Manhattan plot of the P values in conditional association analysis for the five phosphorus efficiency traits. The values of −log (P) were determined by association analysis of data over the two years and the average data. The blue dots represent the observed data in 2012, and the dark yellow dots represent the data in 2013, the dark cyan dots represent the observed combined data. The gray line represents the genome-wide line (−log (P) > 2.0).
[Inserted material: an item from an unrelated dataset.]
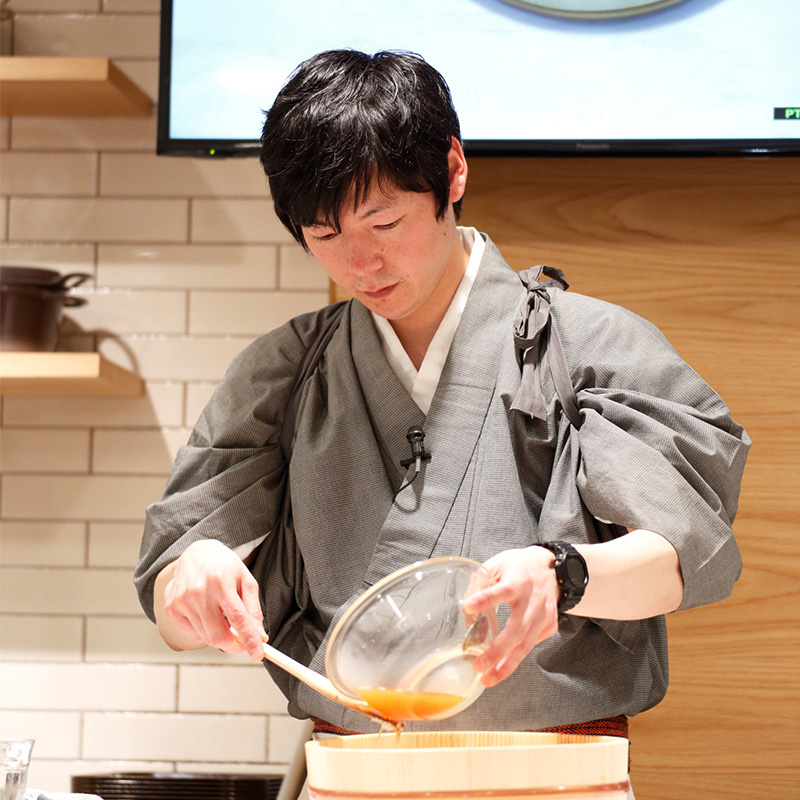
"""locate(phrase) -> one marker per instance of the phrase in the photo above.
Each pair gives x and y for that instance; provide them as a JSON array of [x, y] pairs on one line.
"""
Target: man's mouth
[[377, 294]]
CPH: conditional phenotype of plant shoot height; CSDW: conditional phenotype of shoot dry weight; CPC: conditional phenotype of phosphorus concentration; CPAE: conditional phenotype of phosphorus acquisition efficiency; CPUE: conditional phenotype of phosphorus use efficiency.
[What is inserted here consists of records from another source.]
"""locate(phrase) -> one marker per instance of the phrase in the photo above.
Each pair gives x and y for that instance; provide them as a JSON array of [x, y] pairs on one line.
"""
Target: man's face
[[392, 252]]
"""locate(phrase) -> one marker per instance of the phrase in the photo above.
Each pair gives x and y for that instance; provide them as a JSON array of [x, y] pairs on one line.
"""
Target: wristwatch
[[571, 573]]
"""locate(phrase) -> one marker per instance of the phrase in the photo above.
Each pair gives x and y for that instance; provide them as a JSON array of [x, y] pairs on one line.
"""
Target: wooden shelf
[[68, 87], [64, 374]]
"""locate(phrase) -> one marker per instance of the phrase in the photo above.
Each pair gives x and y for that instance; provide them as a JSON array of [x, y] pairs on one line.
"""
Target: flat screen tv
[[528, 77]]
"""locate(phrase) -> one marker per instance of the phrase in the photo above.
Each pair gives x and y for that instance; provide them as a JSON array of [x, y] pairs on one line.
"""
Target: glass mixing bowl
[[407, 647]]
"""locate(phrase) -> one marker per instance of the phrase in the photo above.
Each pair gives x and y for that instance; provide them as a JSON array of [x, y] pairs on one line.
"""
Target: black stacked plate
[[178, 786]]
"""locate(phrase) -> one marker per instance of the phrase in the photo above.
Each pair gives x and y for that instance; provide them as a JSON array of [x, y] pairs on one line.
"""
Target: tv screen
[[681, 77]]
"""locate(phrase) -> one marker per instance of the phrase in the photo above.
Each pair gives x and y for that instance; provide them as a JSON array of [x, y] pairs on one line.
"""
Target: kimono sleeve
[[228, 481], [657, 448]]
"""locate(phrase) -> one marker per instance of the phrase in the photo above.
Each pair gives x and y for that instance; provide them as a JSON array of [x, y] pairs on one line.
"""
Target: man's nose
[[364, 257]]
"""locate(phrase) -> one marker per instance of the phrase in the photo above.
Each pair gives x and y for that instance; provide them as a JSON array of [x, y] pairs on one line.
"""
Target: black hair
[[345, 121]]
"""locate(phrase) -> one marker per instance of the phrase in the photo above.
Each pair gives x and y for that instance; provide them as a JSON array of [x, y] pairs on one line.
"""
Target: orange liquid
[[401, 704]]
Table 3 Significant SNPs detected using the conditional trait values for the five phosphorus efficiency traits in two years
Trait Marker CHRa Position (bp) 2012 2013
−log (P) R2 (%) −log (P) R2 (%)
CPH BARC-028709-05992 3 40654334 2.01 3.61 2.31 4.28
CPH BARC-029599-06229 15 5897144 2.12 5.30 2.08 5.18
CSDW BARC-030665-06919 2 10233524 2.11 3.87 2.95 5.86
CSDW BARC-028205-05792 3 40462124 3.02 7.67 3.28 8.31
CSDW BARC-028709-05992 3 40654334 2.48 4.70 2.50 4.73
CSDW BARC-028671-05985 4 48121001 2.17 5.46 2.14 5.35
CPC BARC-024477-04900 1 2699256 3.70 10.12 3.58 9.01
CPC BARC-030965-06980 3 2785339 2.78 6.90 3.49 8.69
CPC BARC-018809-03022 3 41074807 5.23 13.37 2.38 5.85
CPC BARC-045047-08867 8 8109865 2.67 5.04 2.11 3.76
CPC BARC-013257-00462 13 32207135 2.48 4.60 2.42 4.46
CPAE BARC-028205-05792 3 40462124 2.21 5.50 2.55 6.32
CPAE BARC-028709-05992 3 40654334 2.09 4.57 2.40 4.54
CPAE BARC-018809-03022 3 41074807 5.00 12.88 2.03 5.01
CPAE BARC-031827-07220 17 1785893 2.80 7.03 3.30 8.29
CPAE BARC-013481-00498 19 42334572 2.97 7.47 2.96 7.38
CPAE BARC-014509-01564 19 48637997 2.22 5.52 3.06 7.65
CPUE BARC-024477-04900 1 2699256 3.70 10.12 2.78 9.16
CPUE BARC-030965-06980 3 2785339 4.59 12.68 3.17 10.48
a  Chromosome.

CPH: conditional phenotype of plant shoot height; CSDW: conditional phenotype of shoot dry weight; CPC: conditional phenotype of phosphorus concentration; CPAE: conditional phenotype of phosphorus acquisition efficiency; CPUE: conditional phenotype of phosphorus use efficiency.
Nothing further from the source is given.